PI3K-driven HER2 expression is a potential therapeutic target in colorectal cancer stem cells

  • Autori: Mangiapane L.R.; Nicotra A.; Turdo A.; Gaggianesi M.; Bianca P.; Di Franco S.; Sardina D.S.; Veschi V.; Signore M.; Beyes S.; Fagnocchi L.; Fiori M.E.; Bongiorno M.R.; Lo Iacono M.; Pillitteri I.; Ganduscio G.; Gulotta G.; Medema J.P.; Zippo A.; Todaro M.; De Maria R.; Stassi G.
  • Anno di pubblicazione: 2021
  • Tipologia: Articolo in rivista
  • OA Link: http://hdl.handle.net/10447/472524

Abstract

Objective: Cancer stem cells are responsible for tumour spreading and relapse. Human epidermal growth factor receptor 2 (HER2) expression is a negative prognostic factor in colorectal cancer (CRC) and a potential target in tumours carrying the gene amplification. Our aim was to define the expression of HER2 in colorectal cancer stem cells (CR-CSCs) and its possible role as therapeutic target in CRC resistant to anti-epidermal growth factor receptor (EGFR) therapy. Design: A collection of primary sphere cell cultures obtained from 60 CRC specimens was used to generate CR-CSC mouse avatars to preclinically validate therapeutic options. We also made use of the ChIP-seq analysis for transcriptional evaluation of HER2 activation and global RNA-seq to identify the mechanisms underlying therapy resistance. Results: Here we show that in CD44v6-positive CR-CSCs, high HER2 expression levels are associated with an activation of the phosphatidylinositol 3-kinase (PI3K)/AKT pathway, which promotes the acetylation at the regulatory elements of the Erbb2 gene. HER2 targeting in combination with phosphatidylinositol 3-kinase (PI3K) and mitogen-activated protein kinase kinase (MEK) inhibitors induces CR-CSC death and regression of tumour xenografts, including those carrying Kras and Pik3ca mutation.

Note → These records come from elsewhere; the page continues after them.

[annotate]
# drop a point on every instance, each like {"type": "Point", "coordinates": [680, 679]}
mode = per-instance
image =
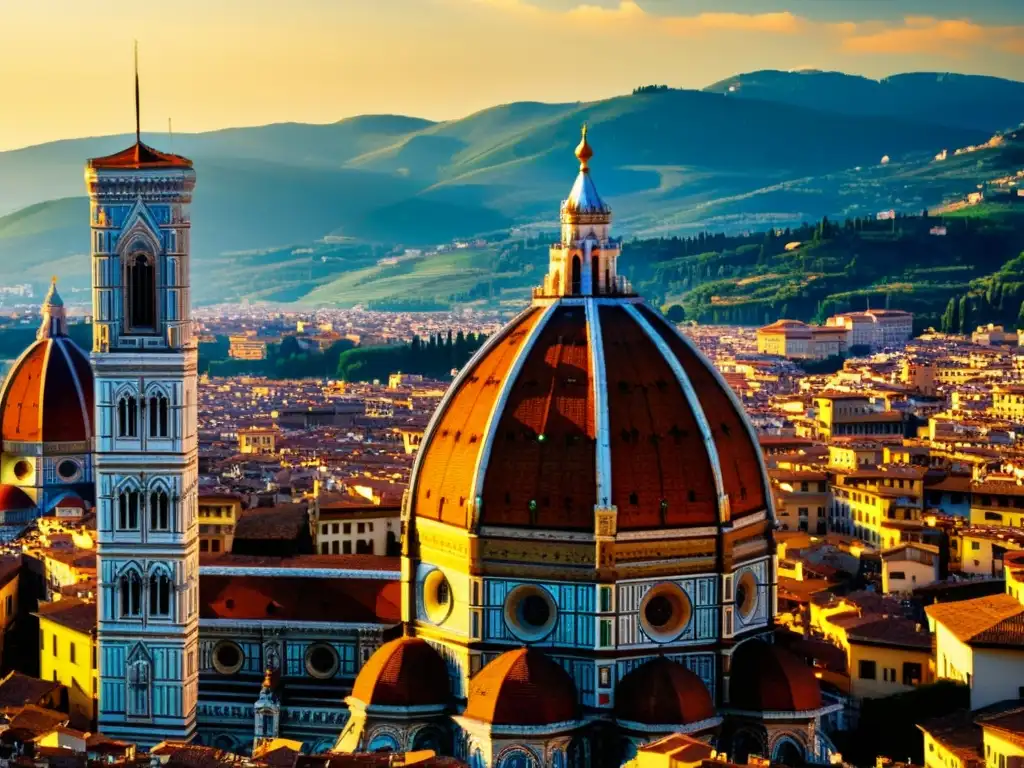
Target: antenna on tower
{"type": "Point", "coordinates": [138, 138]}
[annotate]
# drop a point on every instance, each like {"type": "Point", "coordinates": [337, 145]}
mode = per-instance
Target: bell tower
{"type": "Point", "coordinates": [143, 359]}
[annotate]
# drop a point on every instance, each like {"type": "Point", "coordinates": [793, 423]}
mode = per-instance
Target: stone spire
{"type": "Point", "coordinates": [267, 712]}
{"type": "Point", "coordinates": [54, 317]}
{"type": "Point", "coordinates": [584, 262]}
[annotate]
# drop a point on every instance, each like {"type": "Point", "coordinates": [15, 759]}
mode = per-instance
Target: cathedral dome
{"type": "Point", "coordinates": [48, 395]}
{"type": "Point", "coordinates": [406, 672]}
{"type": "Point", "coordinates": [522, 687]}
{"type": "Point", "coordinates": [579, 403]}
{"type": "Point", "coordinates": [663, 692]}
{"type": "Point", "coordinates": [766, 678]}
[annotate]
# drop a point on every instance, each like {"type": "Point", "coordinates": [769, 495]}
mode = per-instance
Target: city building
{"type": "Point", "coordinates": [876, 329]}
{"type": "Point", "coordinates": [350, 527]}
{"type": "Point", "coordinates": [980, 642]}
{"type": "Point", "coordinates": [258, 439]}
{"type": "Point", "coordinates": [217, 515]}
{"type": "Point", "coordinates": [68, 655]}
{"type": "Point", "coordinates": [247, 347]}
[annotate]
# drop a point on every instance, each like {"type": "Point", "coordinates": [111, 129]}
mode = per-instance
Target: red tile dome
{"type": "Point", "coordinates": [663, 692]}
{"type": "Point", "coordinates": [406, 672]}
{"type": "Point", "coordinates": [522, 687]}
{"type": "Point", "coordinates": [577, 403]}
{"type": "Point", "coordinates": [767, 678]}
{"type": "Point", "coordinates": [12, 498]}
{"type": "Point", "coordinates": [47, 395]}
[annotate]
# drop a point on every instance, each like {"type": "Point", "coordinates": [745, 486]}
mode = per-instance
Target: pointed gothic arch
{"type": "Point", "coordinates": [161, 503]}
{"type": "Point", "coordinates": [157, 407]}
{"type": "Point", "coordinates": [129, 591]}
{"type": "Point", "coordinates": [127, 412]}
{"type": "Point", "coordinates": [128, 505]}
{"type": "Point", "coordinates": [161, 591]}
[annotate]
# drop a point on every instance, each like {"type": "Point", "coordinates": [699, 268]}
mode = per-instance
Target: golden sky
{"type": "Point", "coordinates": [66, 65]}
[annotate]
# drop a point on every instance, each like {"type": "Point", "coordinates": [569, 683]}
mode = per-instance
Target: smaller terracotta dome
{"type": "Point", "coordinates": [407, 672]}
{"type": "Point", "coordinates": [767, 678]}
{"type": "Point", "coordinates": [663, 692]}
{"type": "Point", "coordinates": [522, 687]}
{"type": "Point", "coordinates": [12, 498]}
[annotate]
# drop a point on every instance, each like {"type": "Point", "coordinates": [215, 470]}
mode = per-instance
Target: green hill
{"type": "Point", "coordinates": [296, 212]}
{"type": "Point", "coordinates": [985, 103]}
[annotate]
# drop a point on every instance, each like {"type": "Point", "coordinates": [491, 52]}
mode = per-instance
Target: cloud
{"type": "Point", "coordinates": [911, 35]}
{"type": "Point", "coordinates": [928, 35]}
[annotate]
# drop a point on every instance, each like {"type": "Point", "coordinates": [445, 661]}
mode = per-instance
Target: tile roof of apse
{"type": "Point", "coordinates": [404, 672]}
{"type": "Point", "coordinates": [139, 157]}
{"type": "Point", "coordinates": [663, 692]}
{"type": "Point", "coordinates": [48, 394]}
{"type": "Point", "coordinates": [522, 687]}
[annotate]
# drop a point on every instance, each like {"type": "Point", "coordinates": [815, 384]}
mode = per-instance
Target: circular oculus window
{"type": "Point", "coordinates": [437, 601]}
{"type": "Point", "coordinates": [665, 612]}
{"type": "Point", "coordinates": [530, 612]}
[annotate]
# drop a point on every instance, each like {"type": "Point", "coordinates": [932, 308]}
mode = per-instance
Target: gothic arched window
{"type": "Point", "coordinates": [140, 292]}
{"type": "Point", "coordinates": [139, 677]}
{"type": "Point", "coordinates": [130, 592]}
{"type": "Point", "coordinates": [159, 408]}
{"type": "Point", "coordinates": [160, 511]}
{"type": "Point", "coordinates": [160, 595]}
{"type": "Point", "coordinates": [128, 503]}
{"type": "Point", "coordinates": [128, 417]}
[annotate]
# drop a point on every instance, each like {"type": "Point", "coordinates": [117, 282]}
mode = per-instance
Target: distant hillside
{"type": "Point", "coordinates": [975, 101]}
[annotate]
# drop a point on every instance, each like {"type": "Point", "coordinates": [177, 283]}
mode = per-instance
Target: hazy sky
{"type": "Point", "coordinates": [66, 65]}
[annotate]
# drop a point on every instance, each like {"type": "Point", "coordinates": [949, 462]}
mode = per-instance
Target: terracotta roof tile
{"type": "Point", "coordinates": [968, 620]}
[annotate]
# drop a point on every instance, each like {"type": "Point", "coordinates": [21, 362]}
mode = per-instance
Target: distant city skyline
{"type": "Point", "coordinates": [217, 64]}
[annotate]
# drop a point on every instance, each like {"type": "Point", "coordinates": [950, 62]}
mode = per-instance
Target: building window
{"type": "Point", "coordinates": [159, 416]}
{"type": "Point", "coordinates": [138, 687]}
{"type": "Point", "coordinates": [128, 417]}
{"type": "Point", "coordinates": [911, 673]}
{"type": "Point", "coordinates": [141, 288]}
{"type": "Point", "coordinates": [160, 511]}
{"type": "Point", "coordinates": [128, 510]}
{"type": "Point", "coordinates": [160, 595]}
{"type": "Point", "coordinates": [130, 587]}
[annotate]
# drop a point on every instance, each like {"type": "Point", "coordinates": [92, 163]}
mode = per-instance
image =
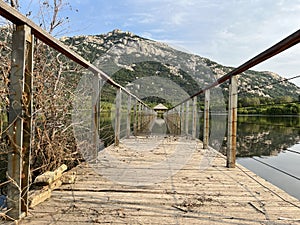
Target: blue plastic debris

Requirement for the triple targeting is due to the presence of cancer-associated fibroblasts, which release cytokines able to confer CR-CSC resistance to PI3K/AKT inhibitors. In contrast, targeting of PI3K/AKT as monotherapy is sufficient to kill liver-disseminating CR-CSCs in a model of adjuvant therapy. Conclusions: While PI3K targeting kills liver-colonising CR-CSCs, the concomitant inhibition of PI3K, HER2 and MEK is required to induce regression of tumours resistant to anti-EGFR therapies. These data may provide a rationale for designing clinical trials in the adjuvant and metastatic setting.